1921–22 FAI Cup

Tournament details
- Country: Ireland
- Dates: 14 January–8 April 1922
- Teams: 11

Final positions
- Champions: St James's Gate (1st title)
- Runners-up: Shamrock Rovers

Tournament statistics
- Matches played: 13
- Goals scored: 48 (3.69 per match)

= 1921–22 FAI Cup =

The FAI Cup 1921-22 was the first ever edition of Ireland's premier cup competition, The Football Association of Ireland Challenge Cup or FAI Cup.
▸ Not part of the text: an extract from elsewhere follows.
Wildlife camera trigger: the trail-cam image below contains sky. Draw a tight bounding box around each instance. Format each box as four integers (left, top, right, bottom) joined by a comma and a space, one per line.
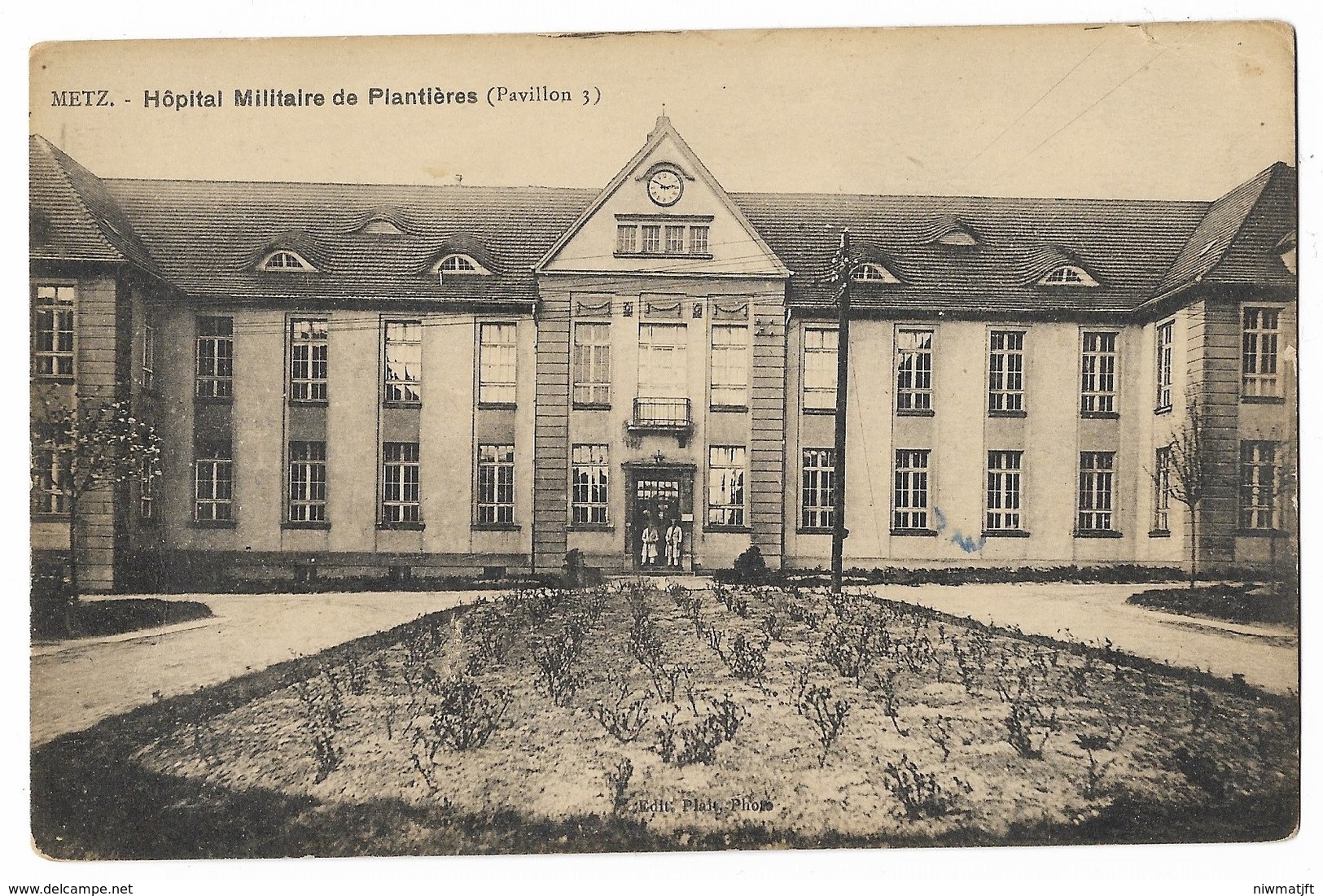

The tournament began on 14 January 1922 and concluded on 8 April with the final replay held at Dalymount Park, Dublin. An official attendance of 10,000 people watched St James's Gate complete the League and Cup Double by defeating Shamrock Rovers in a fixture marred by violence. The winning goal was scored by John "Jack" Kelly.

==First round==

| Tie no | Home team | Score | Away team | Date |
|---|---|---|---|---|
| 1 | Dublin United | 8-1 | Frankfort | 14 January 1922 |
| 2 | Olympia | 1-3 | Shamrock Rovers | 14 January 1922 |
| 3 | St James's Gate | 3-1 | Jacobs | 14 January 1922 |
| 4 | West Ham Belfast | 0-0 | Shelbourne | 14 January 1922 |
| replay | Shelbourne | 2-1 | West Ham Belfast | 21 January 1922 |
| 5 | YMCA | 3-4 | Athlone Town | 14 January 1922 |

| Bye | Bohemians |

==Second round==

| Tie no | Home team | Score | Away team | Date |
|---|---|---|---|---|
| 1 | Bohemians | 7-1 | Athlone Town | 28 January 1922 |
| 2 | Shamrock Rovers | 5-1 | Dublin United | 28 January 1922 |

| Bye | Shelbourne |
| Bye | St James's Gate |

==Semi-finals==

18 February, 1922
St James's Gate 0-0 Shelbourne
----
25 February, 1922
Shamrock Rovers 1-0 Bohemians
  Shamrock Rovers: Flood

=== Semi-final Replay===

4 March, 1922
St James's Gate 2-1 Shelbourne
  St James's Gate: Duncan, Dowdall
  Shelbourne: Hamilton

==Final==

17 March, 1922
St James's Gate 1-1 Shamrock Rovers
  St James's Gate: Kelly
  Shamrock Rovers: Campbell

St James's Gate:
| GK | | Coleman |
| FB | | Murphy |
| HB | | Kavanagh |
| FW | | McKay |
| FW | | Heaney |
| FW | | Carter |
| FW | | Carey |
| FW | | Kelly |
| FW | | Duncan |
| FW | | Dowdall |
| FW | | Gargan |
Shamrock Rovers:
| GK | | Nagle |
| FB | | Kelly |
| FB | | Warren |
| HB | | Glen |
| FW | | Byrne |
| FW | | Birthistle |
| FW | | Campbell |
| FW | | Cowzer |
| FW | | Flood |
| FW | | Fullam |
| FW | | Doyle |

===Final replay===
8 April, 1922
St James's Gate 1-0 Shamrock Rovers
  St James's Gate: Kelly 43

St James's Gate:
| GK | | Coleman |
| FB | | Murphy |
| HB | | Kavanagh |
| FW | | McKay |
| FW | | Heaney |
| FW | | O'Shea |
| FW | | Carey |
| FW | | Kelly |
| FW | | Duncan |
| FW | | Dowdall |
| FW | | Gargan |
Shamrock Rovers:
| GK | | Nagle |
| FB | | Kelly |
| FB | | Warren |
| HB | | Glen |
| FW | | Byrne |
| FW | | Birthistle |
| FW | | Campbell |
| FW | | Cowzer |
| FW | | Flood |
| FW | | Fullam |
| FW | | Doyle |

==Notes==

A. Attendances were calculated using gate receipts which limited their accuracy as a large proportion of people, particularly children, attended football matches in Ireland throughout the 20th century for free by a number of means.